We discovered that a lot of interesting sites in this park required a high clearance, four-wheel drive vehicle, which we didn't have. However, we still saw many beautiful formations, like this shot below. The day I left, my friend Alex took a Jeep tour to a more remote location and said it was well worth it.
After a few days at Capitol Reef, Alex and I said goodbye and I moved on to Bryce Canyon NP. Between Capitol Reef and Bryce I traveled Hwy 12, which has become my new favorite road to travel in the West. It was absolutely gorgeous with aspen-covered hills giving way to rock formations and canyons further south. I stopped a lot along the way at the many look-outs, so was shooting in harsh mid-day light, but I just had to stop and record the views. It was so spectacular!
Once in Bryce I scouted around the park to choose a few locations and shot that afternoon. The hoodoos in the afternoon light glowed!
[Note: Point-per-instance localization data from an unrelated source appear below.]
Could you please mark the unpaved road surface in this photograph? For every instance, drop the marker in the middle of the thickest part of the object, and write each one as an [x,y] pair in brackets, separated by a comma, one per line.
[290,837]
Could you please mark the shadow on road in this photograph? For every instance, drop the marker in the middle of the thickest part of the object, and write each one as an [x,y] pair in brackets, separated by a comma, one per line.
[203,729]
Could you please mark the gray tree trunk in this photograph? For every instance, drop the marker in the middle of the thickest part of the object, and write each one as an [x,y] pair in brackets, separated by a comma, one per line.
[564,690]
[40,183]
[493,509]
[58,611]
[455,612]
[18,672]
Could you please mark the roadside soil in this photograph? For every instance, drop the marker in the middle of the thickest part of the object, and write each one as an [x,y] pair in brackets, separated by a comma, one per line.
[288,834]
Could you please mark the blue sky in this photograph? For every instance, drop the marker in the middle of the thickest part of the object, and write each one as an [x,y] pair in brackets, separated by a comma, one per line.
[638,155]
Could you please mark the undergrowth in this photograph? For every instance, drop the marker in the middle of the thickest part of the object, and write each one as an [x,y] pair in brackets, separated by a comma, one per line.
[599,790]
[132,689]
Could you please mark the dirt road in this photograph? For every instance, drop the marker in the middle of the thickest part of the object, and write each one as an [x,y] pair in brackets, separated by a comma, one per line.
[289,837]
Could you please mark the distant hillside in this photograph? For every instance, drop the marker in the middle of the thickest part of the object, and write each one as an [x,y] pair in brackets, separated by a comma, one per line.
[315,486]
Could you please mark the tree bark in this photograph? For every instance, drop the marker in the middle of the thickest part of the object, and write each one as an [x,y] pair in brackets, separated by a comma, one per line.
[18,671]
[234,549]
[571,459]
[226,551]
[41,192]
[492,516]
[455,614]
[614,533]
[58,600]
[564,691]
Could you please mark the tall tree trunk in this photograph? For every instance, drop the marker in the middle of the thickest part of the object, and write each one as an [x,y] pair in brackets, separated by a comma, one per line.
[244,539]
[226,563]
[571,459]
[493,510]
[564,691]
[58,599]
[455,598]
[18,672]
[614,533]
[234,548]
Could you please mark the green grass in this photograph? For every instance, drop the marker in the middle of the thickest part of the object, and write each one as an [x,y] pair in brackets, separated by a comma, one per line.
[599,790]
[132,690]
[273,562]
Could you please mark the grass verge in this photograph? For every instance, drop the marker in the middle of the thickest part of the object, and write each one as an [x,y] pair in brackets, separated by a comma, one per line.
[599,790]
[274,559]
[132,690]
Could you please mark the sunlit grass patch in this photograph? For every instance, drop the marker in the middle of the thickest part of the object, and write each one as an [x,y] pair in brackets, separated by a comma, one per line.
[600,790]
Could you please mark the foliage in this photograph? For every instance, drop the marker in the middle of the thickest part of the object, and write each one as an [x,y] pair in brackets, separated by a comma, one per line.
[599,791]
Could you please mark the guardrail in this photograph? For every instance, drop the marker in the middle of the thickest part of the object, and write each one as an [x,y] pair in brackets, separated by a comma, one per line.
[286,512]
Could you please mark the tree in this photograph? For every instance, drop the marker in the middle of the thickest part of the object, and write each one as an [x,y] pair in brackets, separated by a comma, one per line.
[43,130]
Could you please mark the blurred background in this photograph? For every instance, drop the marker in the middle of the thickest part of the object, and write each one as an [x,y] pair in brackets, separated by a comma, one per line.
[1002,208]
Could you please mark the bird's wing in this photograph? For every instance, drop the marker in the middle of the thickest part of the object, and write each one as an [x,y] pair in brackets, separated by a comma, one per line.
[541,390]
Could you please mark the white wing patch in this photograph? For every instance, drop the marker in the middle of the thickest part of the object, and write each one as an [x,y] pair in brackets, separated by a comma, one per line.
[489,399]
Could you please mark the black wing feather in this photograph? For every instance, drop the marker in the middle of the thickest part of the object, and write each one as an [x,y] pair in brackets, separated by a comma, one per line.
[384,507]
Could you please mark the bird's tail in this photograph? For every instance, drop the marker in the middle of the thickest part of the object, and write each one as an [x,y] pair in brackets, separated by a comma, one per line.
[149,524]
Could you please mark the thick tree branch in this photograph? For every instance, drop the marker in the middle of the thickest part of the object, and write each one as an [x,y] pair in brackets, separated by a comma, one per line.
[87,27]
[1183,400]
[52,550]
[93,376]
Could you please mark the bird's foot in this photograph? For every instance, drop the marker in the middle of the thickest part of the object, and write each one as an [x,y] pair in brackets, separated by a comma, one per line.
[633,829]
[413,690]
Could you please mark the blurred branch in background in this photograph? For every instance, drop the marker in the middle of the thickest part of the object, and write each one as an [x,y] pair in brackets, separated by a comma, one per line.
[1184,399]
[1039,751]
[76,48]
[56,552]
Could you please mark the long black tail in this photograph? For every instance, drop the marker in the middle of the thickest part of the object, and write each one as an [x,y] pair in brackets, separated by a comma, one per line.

In reading about these formations, they are made up of both hard and soft rock that erode from water and wind at different rates over the centuries, and thus make these "hoodoo" formations. These formations are found throughout the world but Bryce Canyon has the highest concentration.
On my second morning there I decided to visit Sunset Point at sunrise. It was 12 degrees with clear skies and howling wind! I had to position myself to block the wind from my camera on the tripod, and was able to get a couple of shots, this being the best one. I still had a bit of camera shake so this image is a little soft, but I like this sunrise light.
Then I went to a spot I had scouted the previous day, Natural Bridge, hoping to catch the morning light on the bridge. It was spectacular!
On the way back to the hotel that morning I noticed a little turnout for Fairyland Canyon and stopped to take a look, and decided I would come back that afternoon. I'm glad I did because it turned out to be one of my favorite locations, and it was one of very few days that I saw any clouds. This spot, as many of the locations in Bryce, had trailheads that went down into the canyon that I would like to explore the next time I'm there. Though it looks like a steep climb down and then up again I think it would be worth it to hike among all of the towering hoodoos.
The next day I left for home, already planning my next trip to this area. A national park that I didn't visit this trip was Zion, and my next trip here will certainly include that park. I would also give myself more time to hike down into the canyons among all of the towering hoodoos. The trails looked steep but I think it would be well worth it. I would also take some of the classes offered at many of the visitor centers in each park to learn more about the areas. Bryce especially offered many classes.
I can't say enough about the national parks in Southern Utah, and I imagine they have different scenes to offer at different times of the year. I know I'll visit this area again and again, and I'm so grateful that these areas are protected so we can all enjoy their beauty and wonder. May it continue!